Early Tuesday morning, the United States and five world powers reached a sweeping accord with Iran to impose heavy restrictions on Tehran's nuclear program in exchange for the lifting of hundreds of million dollars in international sanctions.
Republicans and a number of Democrats with deep ties to Israel have expressed skepticism, if not outright opprobrium for a pact that, if successful, would effectively draft Iran back into the international community after more than three decades of overt and ongoing hostility.
The deal goes from Vienna to Capitol Hill now. Following a 60-day review period, the GOP-controlled Congress is expected to vote to reject it, prompting a presidential veto. Speaking from the East Room of the White House at a little after 7 a.m. Tuesday, President Barack Obama promised to strike down "any legislation that prevents the full implementation of this deal," meaning both chambers would need two-thirds majorities to kill the compromise.
Making the case: However unlikely that outcome, the White House is poised to launch a wide-ranging public relations blitz aimed at shoring up support among potential allies while beating back heavy criticism from opponents, both at home and abroad, in Congress and on Main Street.
"If I were in their shoes and I was responsible for this, I would want to win over a majority of the American people and convince them the deal is in their interest," Sen. Chris Coons (D-Del.) told the New York Times. "Who wants their legacy to be a deal that is barely approved by the narrowest of margins and is opposed by the majority of Congress?"
The White House has already begun to turn the screws. Just hours after the president's speech Tuesday, a senior administration official, seeking to adjust the terms of the debate on a background call with reporters, argued that "a vote to kill this deal would be a vote to kill the sanctions regime." With the arrangement now in place after 20 months of nearly ceaseless haggling, officials say they can no longer count on foreign allies, many of them eagerly anticipating the return of Iranian oil, to accept a return to the more expensive status quo.
For Obama, the Iran pact represents an opportunity to reverse a foreign policy legacy that had been colored by violent discord in the aftermath of the Arab Spring in the Middle East and repeated Russian aggression in Ukraine and other former Soviet states. Halting or significantly slowing Iran's march to the bomb would be an achievement in its own right, but the administration's ambitions stretch well beyond that — perhaps even into Iraq and Syria, where the U.S. is in desperate need of a powerful ally in the fight against Islamic State militants.
"It's my name on this": Despite protests from his critics, who argue that Obama's negotiating team led by Secretary of State John Kerry gave away too much in order to strike an agreement, the president seems keenly aware of who will shoulder the blame if the protocols fail.
In an interview with the Atlantic's Jeffrey Goldberg soon after the original framework deal was settled in May, Obama spelled out the stakes: "Look, 20 years from now, I'm still going to be around, God willing.
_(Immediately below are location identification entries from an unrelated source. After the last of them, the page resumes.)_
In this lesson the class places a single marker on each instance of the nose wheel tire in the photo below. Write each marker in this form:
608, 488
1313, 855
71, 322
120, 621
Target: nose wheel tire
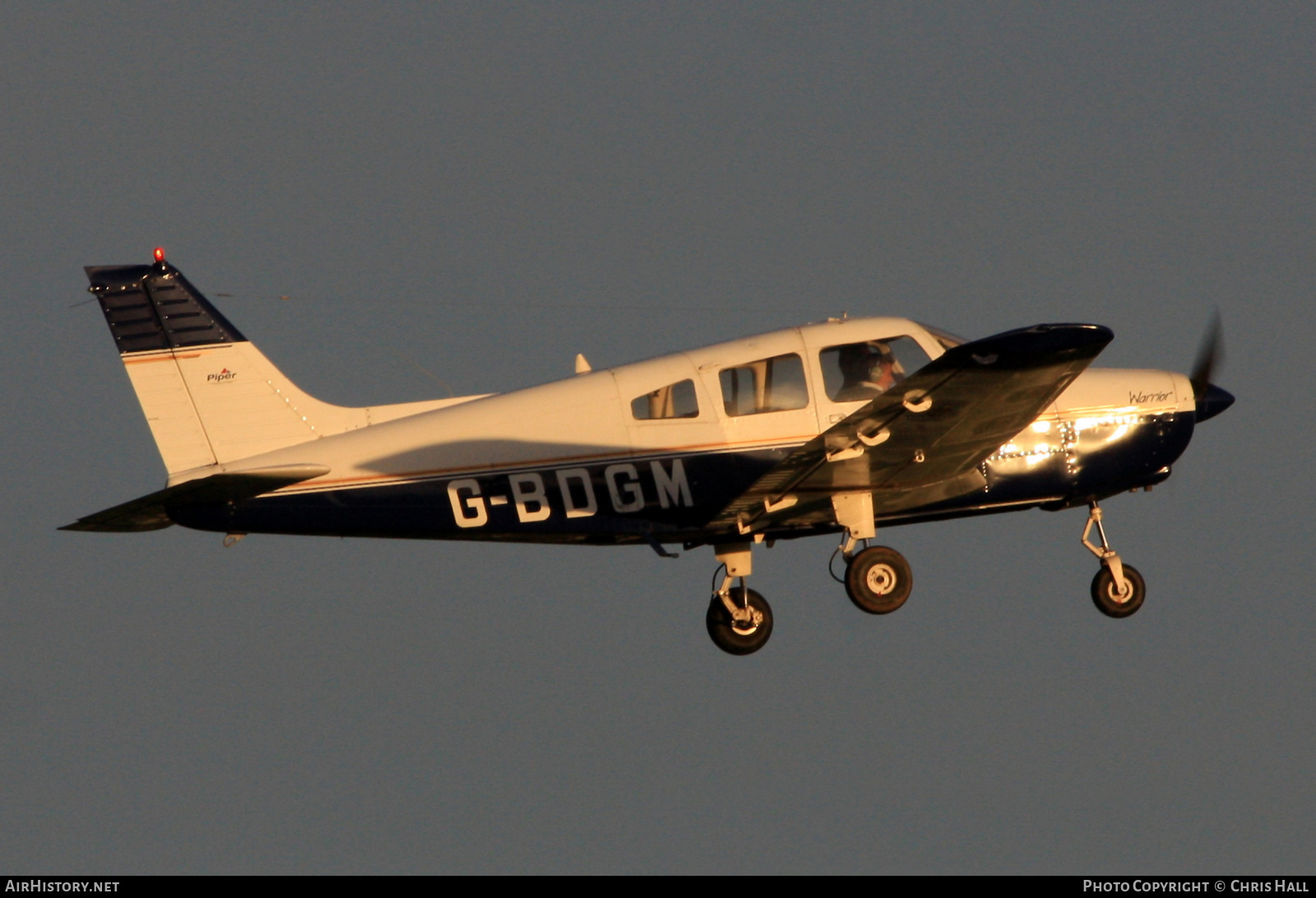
747, 631
1107, 597
878, 580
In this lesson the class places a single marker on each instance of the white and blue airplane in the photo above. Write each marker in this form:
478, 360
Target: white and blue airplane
836, 427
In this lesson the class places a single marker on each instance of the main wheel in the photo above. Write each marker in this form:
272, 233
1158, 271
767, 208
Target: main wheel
878, 580
1107, 597
740, 635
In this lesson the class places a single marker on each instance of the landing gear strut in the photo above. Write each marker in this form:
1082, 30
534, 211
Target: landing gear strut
1118, 589
740, 620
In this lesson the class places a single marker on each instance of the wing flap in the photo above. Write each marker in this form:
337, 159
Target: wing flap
934, 428
151, 512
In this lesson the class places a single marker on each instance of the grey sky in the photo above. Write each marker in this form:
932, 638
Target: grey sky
484, 191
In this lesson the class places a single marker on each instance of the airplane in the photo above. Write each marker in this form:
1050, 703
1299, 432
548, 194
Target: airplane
831, 428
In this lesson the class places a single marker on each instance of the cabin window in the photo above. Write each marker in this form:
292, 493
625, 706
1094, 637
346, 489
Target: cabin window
674, 400
769, 385
862, 370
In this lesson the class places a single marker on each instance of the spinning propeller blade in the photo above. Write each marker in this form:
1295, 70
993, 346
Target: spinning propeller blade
1211, 356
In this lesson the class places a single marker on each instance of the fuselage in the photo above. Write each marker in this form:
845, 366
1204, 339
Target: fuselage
651, 452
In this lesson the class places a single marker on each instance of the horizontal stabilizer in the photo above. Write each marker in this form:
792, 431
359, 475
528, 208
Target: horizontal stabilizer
151, 512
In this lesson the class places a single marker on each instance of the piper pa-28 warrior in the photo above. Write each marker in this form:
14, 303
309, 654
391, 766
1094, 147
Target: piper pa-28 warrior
839, 427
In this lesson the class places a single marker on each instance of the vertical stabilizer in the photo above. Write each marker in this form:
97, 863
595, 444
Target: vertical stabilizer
208, 394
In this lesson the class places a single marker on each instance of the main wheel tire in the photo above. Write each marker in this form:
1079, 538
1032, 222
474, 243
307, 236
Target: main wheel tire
1109, 599
878, 580
734, 637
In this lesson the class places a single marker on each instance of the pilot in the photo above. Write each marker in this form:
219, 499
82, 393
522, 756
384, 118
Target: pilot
869, 369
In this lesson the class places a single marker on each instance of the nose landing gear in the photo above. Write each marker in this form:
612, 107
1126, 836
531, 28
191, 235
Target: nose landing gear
1118, 589
739, 620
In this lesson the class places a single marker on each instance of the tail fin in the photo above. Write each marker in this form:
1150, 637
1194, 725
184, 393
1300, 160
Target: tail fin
208, 394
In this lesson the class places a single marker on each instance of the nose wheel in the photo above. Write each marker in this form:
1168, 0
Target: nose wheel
1118, 589
740, 620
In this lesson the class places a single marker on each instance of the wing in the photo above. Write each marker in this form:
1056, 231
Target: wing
151, 511
923, 438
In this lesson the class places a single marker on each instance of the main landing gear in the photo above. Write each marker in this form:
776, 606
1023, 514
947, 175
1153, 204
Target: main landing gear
877, 578
739, 620
1118, 589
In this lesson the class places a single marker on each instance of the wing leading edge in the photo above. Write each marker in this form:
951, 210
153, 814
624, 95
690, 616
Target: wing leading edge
924, 438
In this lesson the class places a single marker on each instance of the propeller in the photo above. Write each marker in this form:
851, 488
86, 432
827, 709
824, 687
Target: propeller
1211, 354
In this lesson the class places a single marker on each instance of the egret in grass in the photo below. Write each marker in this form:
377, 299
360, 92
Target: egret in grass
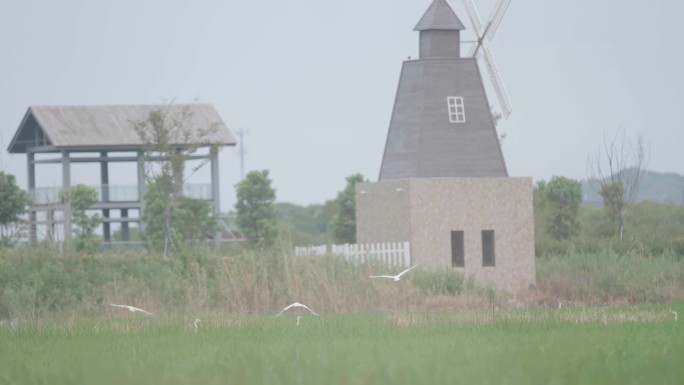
132, 309
394, 277
294, 305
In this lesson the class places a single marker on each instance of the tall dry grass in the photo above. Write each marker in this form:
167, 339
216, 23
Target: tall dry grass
36, 283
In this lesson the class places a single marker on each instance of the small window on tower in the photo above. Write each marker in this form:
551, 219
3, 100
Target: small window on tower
456, 109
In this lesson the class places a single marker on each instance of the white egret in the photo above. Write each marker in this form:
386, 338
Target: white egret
394, 277
296, 304
132, 309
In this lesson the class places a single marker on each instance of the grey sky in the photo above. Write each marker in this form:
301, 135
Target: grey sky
314, 81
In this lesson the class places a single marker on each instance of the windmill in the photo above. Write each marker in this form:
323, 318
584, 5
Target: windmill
441, 124
478, 50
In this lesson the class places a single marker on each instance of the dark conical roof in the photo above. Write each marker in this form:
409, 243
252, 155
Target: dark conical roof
439, 16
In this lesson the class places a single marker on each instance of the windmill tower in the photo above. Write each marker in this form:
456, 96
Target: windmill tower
441, 124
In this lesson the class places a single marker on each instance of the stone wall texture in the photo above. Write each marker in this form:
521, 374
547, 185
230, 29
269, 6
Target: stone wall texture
425, 211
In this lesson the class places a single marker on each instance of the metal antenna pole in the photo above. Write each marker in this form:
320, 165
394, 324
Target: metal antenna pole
241, 151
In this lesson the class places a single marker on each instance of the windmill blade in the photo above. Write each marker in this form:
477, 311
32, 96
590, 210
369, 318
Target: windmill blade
475, 51
499, 87
497, 15
475, 20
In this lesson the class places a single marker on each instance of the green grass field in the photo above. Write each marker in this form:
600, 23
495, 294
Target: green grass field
584, 345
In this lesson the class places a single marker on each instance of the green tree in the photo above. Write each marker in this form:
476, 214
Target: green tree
171, 138
563, 197
79, 198
343, 223
256, 215
13, 202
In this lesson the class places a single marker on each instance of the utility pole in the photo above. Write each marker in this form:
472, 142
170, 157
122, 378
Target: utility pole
241, 150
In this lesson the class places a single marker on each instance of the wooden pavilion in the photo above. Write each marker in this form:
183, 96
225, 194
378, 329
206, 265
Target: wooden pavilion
66, 135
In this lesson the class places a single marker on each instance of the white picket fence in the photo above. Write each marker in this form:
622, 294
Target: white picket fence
391, 254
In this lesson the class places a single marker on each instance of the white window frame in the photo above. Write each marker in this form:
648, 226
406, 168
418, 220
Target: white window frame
456, 109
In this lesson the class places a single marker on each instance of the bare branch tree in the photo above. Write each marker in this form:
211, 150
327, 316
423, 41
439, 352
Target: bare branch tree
171, 137
615, 172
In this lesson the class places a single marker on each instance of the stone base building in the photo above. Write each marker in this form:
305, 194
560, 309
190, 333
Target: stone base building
482, 227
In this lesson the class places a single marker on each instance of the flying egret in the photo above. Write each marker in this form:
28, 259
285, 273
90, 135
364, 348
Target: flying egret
296, 304
394, 277
132, 309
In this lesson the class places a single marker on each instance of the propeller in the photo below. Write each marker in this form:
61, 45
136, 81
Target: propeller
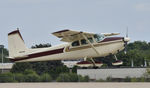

If Iran has a nuclear weapon, it's my name on this," he said. "I think it's fair to say that in addition to our profound national security interests, I have a personal interest in locking this down."
Whatever Obama stands to lose personally, there is a whole lot more riding on the outcome of this deal, most of which will expire in 10 to 15 years. Failure in the form of an emboldened Iranian regime, with more money and new freedom to squeeze American interests in the region, would be a blow to the very idea of diplomacy and peaceful conflict resolution as a tool of the U.S. state.
If Iran defies or exploits the agreement and races successfully to a nuclear weapon, the deal will haunt a generation, tying the hands of any political leader who advocates for negotiation over the use of blunt force. Republican critics of the president are already calling the deal a 21st century version of "appeasement." Fairly or not, that precedent continues to cast shadows on policies, like Obama's, that count on open engagement with rational enemies.
The final chapter: The twice-elected president now begins what could be the defining campaign of his remarkable political career. He enters it with clarity. This is, after all, almost precisely what candidate Obama promised to do in 2008, when he accepted the Democratic nomination and committed to "renew the tough, direct diplomacy that can prevent Iran from obtaining nuclear weapons."
Nearly seven years later, Obama and his top aides have looked into the abyss, returning with a cautious smile and the deal they wanted.
"Negotiating with Iran is tough — very tough," a senior White House official said on Tuesday's call. "There are decades and decades and decades of mistrust. But through a very, very difficult process, we have come to know each other a little bit better."
Whether this new whisper of understanding can grow over time and deliver on its initial promise will determine more than the legacy of a single president. If these Vienna accords fail, Obama's fate will take a backseat to much more dire concerns.